The memorable figure in Network is Howard Beale (Peter Finch), the wretched newscaster whose falling figures have finally resulted in his dismissal. It’s news that tips Howard over the edge, and he announces during a live broadcast that he will commit suicide on air the following week. Now that’s a ratings grabber. Howard might be flirting with madness (or, more likely, displaying symptoms of a brain tumour), but he still knows what to do to guarantee an audience. Of course, the TV network for which he works — a fictional rival to the American giants, named UBS — isn’t prepared to allow Beale to kill himself on air, but when TV executive Diana Christensen (Faye Dunaway) sees how high his ratings sky-rocket after a second on-air outburst that was supposed to be an apology, she sees a way of exploiting Beale’s mental instability to the network’s advantage.
Although Beale’s the one we remember, it’s Diana and fellow executive Max Schumacher (William Holden) who are the main characters. Max is old school, still possessing a moral code that is quickly becoming obsolete thanks to the new breed of executives like Diana. And yet he can’t quite bring himself to reject the life completely and has the kind of fascination with Diana that puts one in mind of a junkie’s fascination with the needle. Max is an old friend of Howard’s, but even Diana’s cynical manipulation of his friend isn’t enough to dissuade him from embarking on a particularly joyless affair which he knows will cost him his 25-year marriage.

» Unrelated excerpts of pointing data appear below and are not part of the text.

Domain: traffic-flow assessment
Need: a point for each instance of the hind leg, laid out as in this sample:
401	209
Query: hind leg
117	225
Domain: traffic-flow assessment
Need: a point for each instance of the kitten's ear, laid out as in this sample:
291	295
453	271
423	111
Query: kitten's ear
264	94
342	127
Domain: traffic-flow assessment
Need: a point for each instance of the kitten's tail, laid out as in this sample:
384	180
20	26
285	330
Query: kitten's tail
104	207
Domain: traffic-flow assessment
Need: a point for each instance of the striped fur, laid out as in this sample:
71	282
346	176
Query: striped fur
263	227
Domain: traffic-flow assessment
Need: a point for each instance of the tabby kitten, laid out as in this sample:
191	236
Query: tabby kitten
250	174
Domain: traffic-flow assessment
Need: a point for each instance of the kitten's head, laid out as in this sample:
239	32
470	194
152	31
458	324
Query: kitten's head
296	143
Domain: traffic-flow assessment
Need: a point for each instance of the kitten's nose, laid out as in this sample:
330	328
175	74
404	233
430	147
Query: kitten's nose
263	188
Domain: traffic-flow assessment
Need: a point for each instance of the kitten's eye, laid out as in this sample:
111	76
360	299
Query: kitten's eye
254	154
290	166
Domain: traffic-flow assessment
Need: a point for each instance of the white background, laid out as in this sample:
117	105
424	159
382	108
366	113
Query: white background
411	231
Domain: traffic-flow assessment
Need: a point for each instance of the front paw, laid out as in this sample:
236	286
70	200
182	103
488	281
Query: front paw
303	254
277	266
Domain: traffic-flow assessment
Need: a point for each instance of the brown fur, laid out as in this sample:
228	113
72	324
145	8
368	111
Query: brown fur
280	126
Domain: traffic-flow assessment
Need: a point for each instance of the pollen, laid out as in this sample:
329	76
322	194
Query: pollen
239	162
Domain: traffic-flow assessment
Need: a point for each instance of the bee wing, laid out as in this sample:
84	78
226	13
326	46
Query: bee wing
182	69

Beale gets a fancy new set and a live audience, and is encouraged to hold forth on any topic he wants by Diana and new network boss Frank Hackett (Robert Duvall), a ruthlessly ambitious, mercenary, and uncouth bully who is quick to fire Max when he protests over his and Diana’s treatment of Howard. But a loose cannon will fire in all directions, and things backfire on Hackett and Diana when Beale insists in a live broadcast that the nation protests over the proposed takeover of the network by Saudi Arabians.
Network is an intelligently written piece of work that treads an uneasy line between satire and drama. There’s an unevenness of tone, however, that means the story doesn’t always flow as smoothly as it should, and a misguided sub-plot involving Diana’s negotiations for a TV programme with a terrorist outfit only serve to compound the problem. The acting is first-rate, as suggested by the fact that Finch, Dunaway and Beatrice Straight in a small role as Max’s wife, all won Oscars (Holden, and Ned Beatty as a megalomaniac TV boss were also nominated). Chayefsky also won a gong for his screenplay which, in a strange sort of way, is almost too good; Characters speak with a casual eloquence that escapes real mortals, and their lines sometimes come across as prepared speeches rather than the spontaneous articulation of their thoughts.
Nevertheless, Network provides a chillingly accurate depiction of a ruthless business and the people who choose to work in it. If anything, that business is even more cut-throat today than it was back then, making the film as relevant today as it was back in 1976.